The report provides information on tariffs and non-tariff measures imposed by more than 170 economies. This year’s edition highlights two developments that will have a significant impact on the international trade community: the application of corrective trade measures and the newly revised Harmonized System (HS).
Application of corrective trade measures
The application of corrective trade measures concerns antidumping duties, countervailing duties and safeguards. These measures often make news headlines when their impact on a product’s final price exceeds Most Favoured-Nation tariff rates. These ‘temporary’ duties are frequently extended for many years and can form a long-term prohibitive trade barrier, influencing trade flows.
Some countries may use trade remedies as a form of retaliation in trade disputes, as we have seen in the recent application of antidumping duties on Chinese steel .At the same time, more and more trade agreements are including safeguard clauses to lessen the effects of trade diversion in sensitive industries. Given these applications, momentum is rising among African developing countries to build the legal expertise needed to deploy (or protect themselves from) these trade policy tools. ITC, in particular, provides support and data on these corrective duties through its Market Access Map.
Revised Harmonized System
Another important aspect in this year’s report is the recently revised Harmonized System (HS) classification for goods that will enter into force on 1 January 2017. HS is an international product classification introduced by the World Customs Organization and officially adopted by most WTO Members in 1988. Since its inception, the HS classification has been revised five times (you can visit ITC's product conversion table on Market Access Map, to learn how HS codes changed across different revisions).
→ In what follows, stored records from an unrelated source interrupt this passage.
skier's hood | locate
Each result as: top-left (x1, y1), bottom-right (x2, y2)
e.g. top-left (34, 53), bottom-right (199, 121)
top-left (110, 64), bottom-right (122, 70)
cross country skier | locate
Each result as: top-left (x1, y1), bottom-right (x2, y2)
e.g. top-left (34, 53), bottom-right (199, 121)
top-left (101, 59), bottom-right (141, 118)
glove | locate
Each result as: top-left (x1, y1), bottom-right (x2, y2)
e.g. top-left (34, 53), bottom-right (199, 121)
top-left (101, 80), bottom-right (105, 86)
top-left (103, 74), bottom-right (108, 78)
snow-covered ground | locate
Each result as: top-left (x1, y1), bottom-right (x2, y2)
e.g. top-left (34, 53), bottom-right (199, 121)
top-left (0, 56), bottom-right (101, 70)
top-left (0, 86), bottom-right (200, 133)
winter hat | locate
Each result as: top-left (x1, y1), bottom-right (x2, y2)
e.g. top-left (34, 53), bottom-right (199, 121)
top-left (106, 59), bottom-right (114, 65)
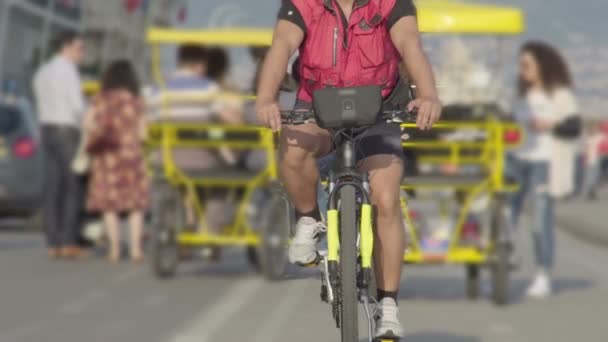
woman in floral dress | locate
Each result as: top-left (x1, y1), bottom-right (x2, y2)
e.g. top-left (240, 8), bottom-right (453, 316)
top-left (85, 61), bottom-right (149, 262)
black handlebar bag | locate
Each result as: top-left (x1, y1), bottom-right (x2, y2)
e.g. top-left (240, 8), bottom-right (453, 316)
top-left (313, 86), bottom-right (382, 129)
top-left (313, 79), bottom-right (413, 129)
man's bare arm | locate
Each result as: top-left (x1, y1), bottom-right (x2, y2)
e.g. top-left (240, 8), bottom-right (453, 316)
top-left (256, 20), bottom-right (304, 131)
top-left (390, 16), bottom-right (441, 129)
top-left (258, 20), bottom-right (304, 102)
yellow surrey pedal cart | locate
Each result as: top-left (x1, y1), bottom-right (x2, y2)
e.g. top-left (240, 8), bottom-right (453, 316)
top-left (402, 0), bottom-right (524, 305)
top-left (146, 28), bottom-right (293, 279)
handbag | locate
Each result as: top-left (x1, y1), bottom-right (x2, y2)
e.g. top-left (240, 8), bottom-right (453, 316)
top-left (553, 115), bottom-right (583, 140)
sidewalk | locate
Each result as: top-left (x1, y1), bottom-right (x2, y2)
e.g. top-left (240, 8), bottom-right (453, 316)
top-left (555, 186), bottom-right (608, 247)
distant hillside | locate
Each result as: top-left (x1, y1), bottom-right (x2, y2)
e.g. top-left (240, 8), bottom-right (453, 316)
top-left (186, 0), bottom-right (608, 114)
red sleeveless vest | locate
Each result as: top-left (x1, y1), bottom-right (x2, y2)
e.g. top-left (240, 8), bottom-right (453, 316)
top-left (292, 0), bottom-right (401, 102)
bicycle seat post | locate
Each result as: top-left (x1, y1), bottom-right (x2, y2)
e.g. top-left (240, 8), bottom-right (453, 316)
top-left (342, 139), bottom-right (356, 169)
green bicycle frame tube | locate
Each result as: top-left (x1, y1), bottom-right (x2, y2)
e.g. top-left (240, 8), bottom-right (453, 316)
top-left (327, 209), bottom-right (340, 261)
top-left (359, 204), bottom-right (374, 269)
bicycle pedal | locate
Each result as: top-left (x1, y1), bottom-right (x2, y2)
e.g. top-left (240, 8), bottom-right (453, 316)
top-left (296, 253), bottom-right (323, 268)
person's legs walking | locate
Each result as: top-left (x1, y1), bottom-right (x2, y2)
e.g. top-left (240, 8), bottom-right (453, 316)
top-left (527, 162), bottom-right (555, 297)
top-left (129, 211), bottom-right (144, 261)
top-left (280, 124), bottom-right (330, 265)
top-left (583, 160), bottom-right (601, 199)
top-left (42, 126), bottom-right (63, 257)
top-left (60, 129), bottom-right (83, 248)
top-left (103, 211), bottom-right (120, 262)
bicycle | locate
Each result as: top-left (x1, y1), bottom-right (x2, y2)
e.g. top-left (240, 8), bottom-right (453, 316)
top-left (281, 86), bottom-right (416, 342)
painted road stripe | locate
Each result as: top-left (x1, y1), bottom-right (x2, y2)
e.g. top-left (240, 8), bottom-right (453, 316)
top-left (171, 277), bottom-right (265, 342)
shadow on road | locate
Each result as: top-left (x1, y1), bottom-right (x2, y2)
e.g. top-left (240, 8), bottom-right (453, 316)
top-left (360, 332), bottom-right (481, 342)
top-left (399, 275), bottom-right (594, 304)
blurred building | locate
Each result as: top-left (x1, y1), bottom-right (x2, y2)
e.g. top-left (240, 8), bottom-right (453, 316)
top-left (0, 0), bottom-right (182, 98)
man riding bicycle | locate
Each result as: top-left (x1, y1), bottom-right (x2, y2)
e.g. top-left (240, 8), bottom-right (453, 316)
top-left (256, 0), bottom-right (441, 338)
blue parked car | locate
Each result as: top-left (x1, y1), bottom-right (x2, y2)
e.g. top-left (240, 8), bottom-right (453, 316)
top-left (0, 100), bottom-right (45, 224)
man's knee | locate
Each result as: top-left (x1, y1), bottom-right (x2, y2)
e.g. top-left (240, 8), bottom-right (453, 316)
top-left (372, 189), bottom-right (401, 219)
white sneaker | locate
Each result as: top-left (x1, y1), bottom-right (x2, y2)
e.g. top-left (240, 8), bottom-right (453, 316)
top-left (374, 298), bottom-right (403, 340)
top-left (526, 272), bottom-right (553, 299)
top-left (289, 217), bottom-right (323, 265)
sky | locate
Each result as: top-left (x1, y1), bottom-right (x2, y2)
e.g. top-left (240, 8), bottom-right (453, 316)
top-left (185, 0), bottom-right (608, 114)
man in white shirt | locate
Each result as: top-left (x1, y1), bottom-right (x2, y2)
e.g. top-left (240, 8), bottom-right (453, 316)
top-left (34, 32), bottom-right (85, 258)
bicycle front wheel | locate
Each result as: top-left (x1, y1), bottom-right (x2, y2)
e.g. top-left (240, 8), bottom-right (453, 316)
top-left (339, 186), bottom-right (359, 342)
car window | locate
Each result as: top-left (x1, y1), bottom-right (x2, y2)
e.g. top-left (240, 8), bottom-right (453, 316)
top-left (0, 105), bottom-right (21, 135)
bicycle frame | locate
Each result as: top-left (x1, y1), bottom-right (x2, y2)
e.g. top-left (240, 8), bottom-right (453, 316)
top-left (327, 137), bottom-right (374, 288)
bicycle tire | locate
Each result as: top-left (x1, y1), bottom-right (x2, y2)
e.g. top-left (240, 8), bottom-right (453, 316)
top-left (491, 197), bottom-right (510, 306)
top-left (339, 186), bottom-right (359, 342)
top-left (151, 182), bottom-right (185, 279)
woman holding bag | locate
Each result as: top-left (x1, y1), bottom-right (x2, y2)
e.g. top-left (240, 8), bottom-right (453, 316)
top-left (509, 42), bottom-right (581, 298)
top-left (85, 61), bottom-right (149, 262)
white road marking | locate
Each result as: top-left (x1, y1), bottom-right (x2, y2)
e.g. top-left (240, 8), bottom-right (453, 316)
top-left (171, 277), bottom-right (265, 342)
top-left (251, 280), bottom-right (309, 342)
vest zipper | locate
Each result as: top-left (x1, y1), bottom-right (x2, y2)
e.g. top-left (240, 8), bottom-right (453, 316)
top-left (332, 27), bottom-right (338, 68)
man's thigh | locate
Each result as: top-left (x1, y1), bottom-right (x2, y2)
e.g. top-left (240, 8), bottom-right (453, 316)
top-left (280, 124), bottom-right (331, 157)
top-left (359, 154), bottom-right (403, 206)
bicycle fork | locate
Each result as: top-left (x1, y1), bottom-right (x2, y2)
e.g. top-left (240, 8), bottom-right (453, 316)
top-left (321, 174), bottom-right (374, 342)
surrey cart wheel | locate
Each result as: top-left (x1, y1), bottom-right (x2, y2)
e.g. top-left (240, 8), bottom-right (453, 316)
top-left (256, 191), bottom-right (292, 280)
top-left (246, 247), bottom-right (262, 272)
top-left (466, 264), bottom-right (480, 299)
top-left (490, 197), bottom-right (510, 305)
top-left (151, 182), bottom-right (185, 278)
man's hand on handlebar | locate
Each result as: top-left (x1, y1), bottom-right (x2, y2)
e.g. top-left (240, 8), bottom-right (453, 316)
top-left (407, 98), bottom-right (443, 130)
top-left (255, 101), bottom-right (281, 132)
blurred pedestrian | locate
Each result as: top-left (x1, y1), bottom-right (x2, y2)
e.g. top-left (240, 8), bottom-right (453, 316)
top-left (85, 60), bottom-right (149, 262)
top-left (510, 42), bottom-right (580, 298)
top-left (207, 47), bottom-right (234, 91)
top-left (34, 32), bottom-right (85, 258)
top-left (583, 122), bottom-right (608, 200)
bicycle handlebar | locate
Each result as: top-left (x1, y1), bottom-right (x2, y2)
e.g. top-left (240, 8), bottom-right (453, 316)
top-left (281, 109), bottom-right (417, 125)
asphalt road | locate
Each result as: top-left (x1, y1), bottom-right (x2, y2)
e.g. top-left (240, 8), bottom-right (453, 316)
top-left (0, 219), bottom-right (608, 342)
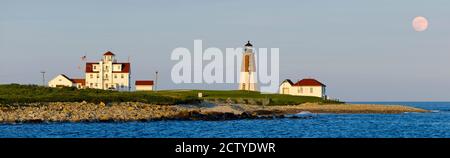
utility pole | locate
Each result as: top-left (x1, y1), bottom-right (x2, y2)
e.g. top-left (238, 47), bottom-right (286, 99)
top-left (41, 71), bottom-right (45, 87)
top-left (155, 71), bottom-right (158, 92)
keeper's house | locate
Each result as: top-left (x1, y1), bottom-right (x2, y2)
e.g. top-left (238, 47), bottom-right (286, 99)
top-left (280, 78), bottom-right (326, 98)
top-left (135, 80), bottom-right (154, 91)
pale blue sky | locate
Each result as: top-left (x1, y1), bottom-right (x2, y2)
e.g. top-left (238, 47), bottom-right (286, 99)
top-left (0, 0), bottom-right (450, 101)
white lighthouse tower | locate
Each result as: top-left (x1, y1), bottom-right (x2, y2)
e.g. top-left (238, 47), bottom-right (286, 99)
top-left (239, 41), bottom-right (256, 91)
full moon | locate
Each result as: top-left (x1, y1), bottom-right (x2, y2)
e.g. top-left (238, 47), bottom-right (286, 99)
top-left (412, 16), bottom-right (428, 32)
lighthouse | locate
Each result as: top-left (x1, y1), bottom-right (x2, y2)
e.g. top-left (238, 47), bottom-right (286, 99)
top-left (239, 41), bottom-right (256, 91)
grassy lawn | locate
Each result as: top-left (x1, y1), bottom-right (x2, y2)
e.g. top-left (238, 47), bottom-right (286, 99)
top-left (0, 84), bottom-right (340, 105)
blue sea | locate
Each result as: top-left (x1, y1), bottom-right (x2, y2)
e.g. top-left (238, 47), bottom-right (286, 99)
top-left (0, 102), bottom-right (450, 138)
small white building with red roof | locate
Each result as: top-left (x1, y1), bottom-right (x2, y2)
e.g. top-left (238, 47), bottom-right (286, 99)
top-left (279, 78), bottom-right (326, 98)
top-left (48, 74), bottom-right (85, 89)
top-left (135, 80), bottom-right (154, 91)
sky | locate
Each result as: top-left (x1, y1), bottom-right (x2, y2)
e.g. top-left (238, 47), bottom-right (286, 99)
top-left (0, 0), bottom-right (450, 101)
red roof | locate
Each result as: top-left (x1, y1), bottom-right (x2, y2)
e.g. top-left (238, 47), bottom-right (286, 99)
top-left (136, 80), bottom-right (153, 85)
top-left (70, 78), bottom-right (86, 86)
top-left (103, 51), bottom-right (114, 55)
top-left (293, 78), bottom-right (326, 87)
top-left (86, 63), bottom-right (131, 73)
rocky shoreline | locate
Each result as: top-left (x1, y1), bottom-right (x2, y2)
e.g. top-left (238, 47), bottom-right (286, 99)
top-left (0, 102), bottom-right (427, 123)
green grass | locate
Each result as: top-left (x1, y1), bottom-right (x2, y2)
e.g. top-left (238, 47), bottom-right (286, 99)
top-left (0, 84), bottom-right (340, 105)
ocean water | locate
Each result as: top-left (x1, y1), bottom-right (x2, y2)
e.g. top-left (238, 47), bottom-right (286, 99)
top-left (0, 102), bottom-right (450, 138)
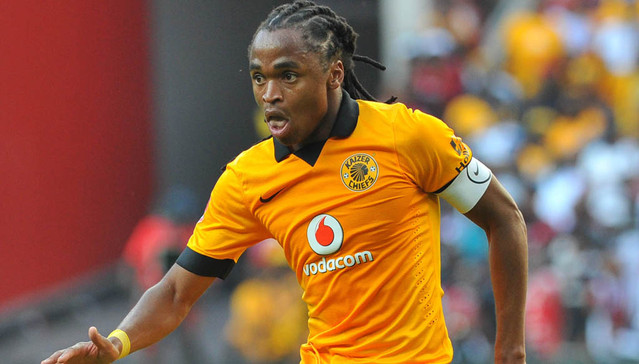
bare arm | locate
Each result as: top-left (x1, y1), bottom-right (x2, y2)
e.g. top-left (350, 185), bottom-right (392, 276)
top-left (42, 264), bottom-right (215, 364)
top-left (465, 176), bottom-right (528, 363)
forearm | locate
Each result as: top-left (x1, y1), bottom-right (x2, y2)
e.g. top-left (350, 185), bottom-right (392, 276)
top-left (107, 266), bottom-right (214, 352)
top-left (116, 283), bottom-right (190, 352)
top-left (488, 211), bottom-right (528, 363)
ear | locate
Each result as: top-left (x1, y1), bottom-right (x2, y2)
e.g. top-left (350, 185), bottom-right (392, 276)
top-left (327, 59), bottom-right (344, 89)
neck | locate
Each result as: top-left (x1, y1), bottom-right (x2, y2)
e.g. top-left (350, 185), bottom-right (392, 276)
top-left (289, 87), bottom-right (343, 152)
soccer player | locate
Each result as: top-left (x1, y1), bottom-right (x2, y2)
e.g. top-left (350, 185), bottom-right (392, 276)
top-left (43, 1), bottom-right (527, 364)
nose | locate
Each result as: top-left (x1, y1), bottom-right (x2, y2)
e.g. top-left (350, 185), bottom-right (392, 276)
top-left (262, 81), bottom-right (282, 104)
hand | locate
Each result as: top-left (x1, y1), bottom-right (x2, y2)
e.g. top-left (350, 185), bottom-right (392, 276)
top-left (41, 326), bottom-right (120, 364)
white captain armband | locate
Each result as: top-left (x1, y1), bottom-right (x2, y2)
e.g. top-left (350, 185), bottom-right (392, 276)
top-left (437, 157), bottom-right (493, 214)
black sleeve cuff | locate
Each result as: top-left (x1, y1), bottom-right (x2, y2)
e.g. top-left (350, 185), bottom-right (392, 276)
top-left (175, 247), bottom-right (235, 279)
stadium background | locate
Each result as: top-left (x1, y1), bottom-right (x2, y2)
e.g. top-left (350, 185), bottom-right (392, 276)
top-left (0, 0), bottom-right (639, 364)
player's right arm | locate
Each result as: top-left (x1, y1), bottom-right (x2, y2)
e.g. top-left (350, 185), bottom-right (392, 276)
top-left (42, 264), bottom-right (215, 364)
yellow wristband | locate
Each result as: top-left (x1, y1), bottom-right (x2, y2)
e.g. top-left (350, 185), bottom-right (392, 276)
top-left (107, 329), bottom-right (131, 359)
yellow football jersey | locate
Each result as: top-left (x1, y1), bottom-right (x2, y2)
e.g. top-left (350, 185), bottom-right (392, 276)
top-left (178, 93), bottom-right (471, 363)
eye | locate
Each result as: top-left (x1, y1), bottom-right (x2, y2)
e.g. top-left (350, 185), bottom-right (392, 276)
top-left (253, 73), bottom-right (264, 85)
top-left (284, 72), bottom-right (297, 82)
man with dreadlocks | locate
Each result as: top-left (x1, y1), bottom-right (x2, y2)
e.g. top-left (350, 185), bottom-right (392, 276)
top-left (43, 1), bottom-right (527, 364)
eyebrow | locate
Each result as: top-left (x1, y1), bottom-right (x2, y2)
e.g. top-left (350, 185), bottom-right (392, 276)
top-left (249, 61), bottom-right (299, 71)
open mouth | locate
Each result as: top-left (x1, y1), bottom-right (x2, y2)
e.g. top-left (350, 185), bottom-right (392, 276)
top-left (264, 111), bottom-right (289, 137)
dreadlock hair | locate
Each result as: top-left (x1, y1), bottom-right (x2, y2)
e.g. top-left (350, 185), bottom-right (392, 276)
top-left (249, 0), bottom-right (397, 103)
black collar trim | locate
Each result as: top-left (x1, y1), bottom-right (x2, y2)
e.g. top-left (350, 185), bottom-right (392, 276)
top-left (272, 90), bottom-right (359, 166)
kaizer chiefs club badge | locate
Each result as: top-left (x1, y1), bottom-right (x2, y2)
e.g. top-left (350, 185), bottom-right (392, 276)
top-left (340, 153), bottom-right (379, 192)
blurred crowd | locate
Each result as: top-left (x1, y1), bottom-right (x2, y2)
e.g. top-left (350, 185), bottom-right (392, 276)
top-left (127, 0), bottom-right (639, 363)
top-left (392, 0), bottom-right (639, 363)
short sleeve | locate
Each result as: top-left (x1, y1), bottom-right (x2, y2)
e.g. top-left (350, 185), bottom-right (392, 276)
top-left (393, 107), bottom-right (472, 192)
top-left (188, 167), bottom-right (271, 262)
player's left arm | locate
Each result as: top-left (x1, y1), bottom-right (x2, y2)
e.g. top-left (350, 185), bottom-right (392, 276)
top-left (440, 158), bottom-right (528, 363)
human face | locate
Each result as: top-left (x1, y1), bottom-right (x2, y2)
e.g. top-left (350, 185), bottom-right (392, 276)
top-left (249, 29), bottom-right (343, 150)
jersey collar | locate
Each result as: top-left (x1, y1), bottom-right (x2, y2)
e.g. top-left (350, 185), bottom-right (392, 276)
top-left (271, 90), bottom-right (359, 166)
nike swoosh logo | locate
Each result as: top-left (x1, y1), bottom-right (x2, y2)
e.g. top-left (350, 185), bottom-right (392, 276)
top-left (260, 187), bottom-right (286, 203)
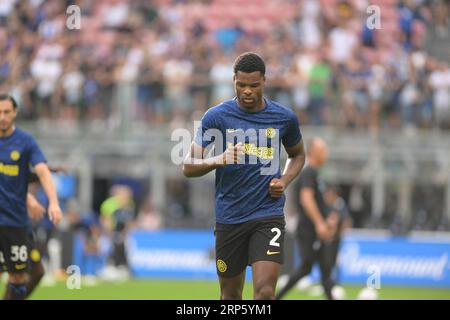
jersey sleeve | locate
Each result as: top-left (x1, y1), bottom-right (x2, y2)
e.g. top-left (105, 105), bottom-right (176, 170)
top-left (28, 136), bottom-right (47, 167)
top-left (282, 112), bottom-right (302, 148)
top-left (194, 107), bottom-right (217, 148)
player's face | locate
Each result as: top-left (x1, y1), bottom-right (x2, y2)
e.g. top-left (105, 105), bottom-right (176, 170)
top-left (233, 71), bottom-right (266, 111)
top-left (0, 100), bottom-right (17, 134)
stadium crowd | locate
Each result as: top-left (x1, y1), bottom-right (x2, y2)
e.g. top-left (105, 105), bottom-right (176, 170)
top-left (0, 0), bottom-right (450, 129)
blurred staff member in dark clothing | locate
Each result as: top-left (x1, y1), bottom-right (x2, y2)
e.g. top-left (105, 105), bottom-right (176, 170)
top-left (276, 137), bottom-right (338, 299)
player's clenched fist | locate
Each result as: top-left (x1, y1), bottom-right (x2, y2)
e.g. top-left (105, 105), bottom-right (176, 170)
top-left (269, 178), bottom-right (286, 198)
top-left (221, 142), bottom-right (244, 164)
top-left (48, 204), bottom-right (62, 225)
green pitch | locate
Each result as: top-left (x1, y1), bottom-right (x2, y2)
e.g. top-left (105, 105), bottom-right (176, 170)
top-left (0, 280), bottom-right (450, 300)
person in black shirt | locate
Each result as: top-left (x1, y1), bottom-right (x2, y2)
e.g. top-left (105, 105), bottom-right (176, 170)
top-left (276, 137), bottom-right (338, 299)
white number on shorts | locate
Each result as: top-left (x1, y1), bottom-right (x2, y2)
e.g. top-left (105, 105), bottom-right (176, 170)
top-left (269, 228), bottom-right (281, 247)
top-left (11, 246), bottom-right (28, 262)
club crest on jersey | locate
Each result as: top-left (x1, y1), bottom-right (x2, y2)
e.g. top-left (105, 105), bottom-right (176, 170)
top-left (266, 128), bottom-right (277, 138)
top-left (9, 150), bottom-right (20, 161)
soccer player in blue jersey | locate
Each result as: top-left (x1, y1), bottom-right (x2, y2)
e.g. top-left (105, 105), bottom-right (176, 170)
top-left (0, 94), bottom-right (61, 299)
top-left (183, 52), bottom-right (305, 299)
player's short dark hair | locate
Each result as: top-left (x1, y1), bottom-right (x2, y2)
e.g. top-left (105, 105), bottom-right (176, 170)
top-left (0, 93), bottom-right (17, 109)
top-left (234, 52), bottom-right (266, 76)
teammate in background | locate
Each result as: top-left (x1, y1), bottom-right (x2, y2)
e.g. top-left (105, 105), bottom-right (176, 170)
top-left (183, 52), bottom-right (305, 299)
top-left (276, 137), bottom-right (339, 299)
top-left (0, 193), bottom-right (45, 299)
top-left (0, 94), bottom-right (61, 299)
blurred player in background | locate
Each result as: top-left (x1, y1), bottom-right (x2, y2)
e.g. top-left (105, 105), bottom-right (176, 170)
top-left (0, 94), bottom-right (61, 299)
top-left (276, 137), bottom-right (340, 299)
top-left (324, 186), bottom-right (353, 283)
top-left (183, 52), bottom-right (305, 299)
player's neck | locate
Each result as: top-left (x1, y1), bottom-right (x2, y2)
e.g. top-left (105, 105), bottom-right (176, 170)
top-left (0, 125), bottom-right (16, 138)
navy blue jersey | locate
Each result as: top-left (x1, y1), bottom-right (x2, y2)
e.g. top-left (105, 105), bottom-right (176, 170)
top-left (0, 128), bottom-right (46, 227)
top-left (195, 98), bottom-right (302, 224)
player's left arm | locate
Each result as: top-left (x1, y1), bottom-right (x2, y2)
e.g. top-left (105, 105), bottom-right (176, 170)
top-left (269, 139), bottom-right (306, 198)
top-left (34, 162), bottom-right (62, 224)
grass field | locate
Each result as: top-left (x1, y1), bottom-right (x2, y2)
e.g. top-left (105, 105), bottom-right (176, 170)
top-left (0, 280), bottom-right (450, 300)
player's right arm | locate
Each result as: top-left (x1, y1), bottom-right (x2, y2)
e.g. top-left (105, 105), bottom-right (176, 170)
top-left (300, 188), bottom-right (332, 241)
top-left (183, 142), bottom-right (244, 178)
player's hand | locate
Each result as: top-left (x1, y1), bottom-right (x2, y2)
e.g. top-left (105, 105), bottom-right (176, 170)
top-left (221, 142), bottom-right (244, 165)
top-left (326, 211), bottom-right (339, 237)
top-left (48, 204), bottom-right (62, 225)
top-left (269, 178), bottom-right (286, 198)
top-left (27, 197), bottom-right (45, 220)
top-left (315, 221), bottom-right (333, 241)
Since its introduction, the HS has allowed trade operators in different countries to conform to a common way of referring to products, facilitating the work of customs offices and boosting worldwide trade. The 2017 version of the HS classification highlights the need for an increasingly precise terminology to define tradable products. The amendments are deemed to affect the designated product codes and descriptions of almost 15% of world imports.
The main drivers behind the changes can be categorized as: changes due to food security reasons; changes due to environmental and social concerns; and changes in manufacturing processes and technological advances.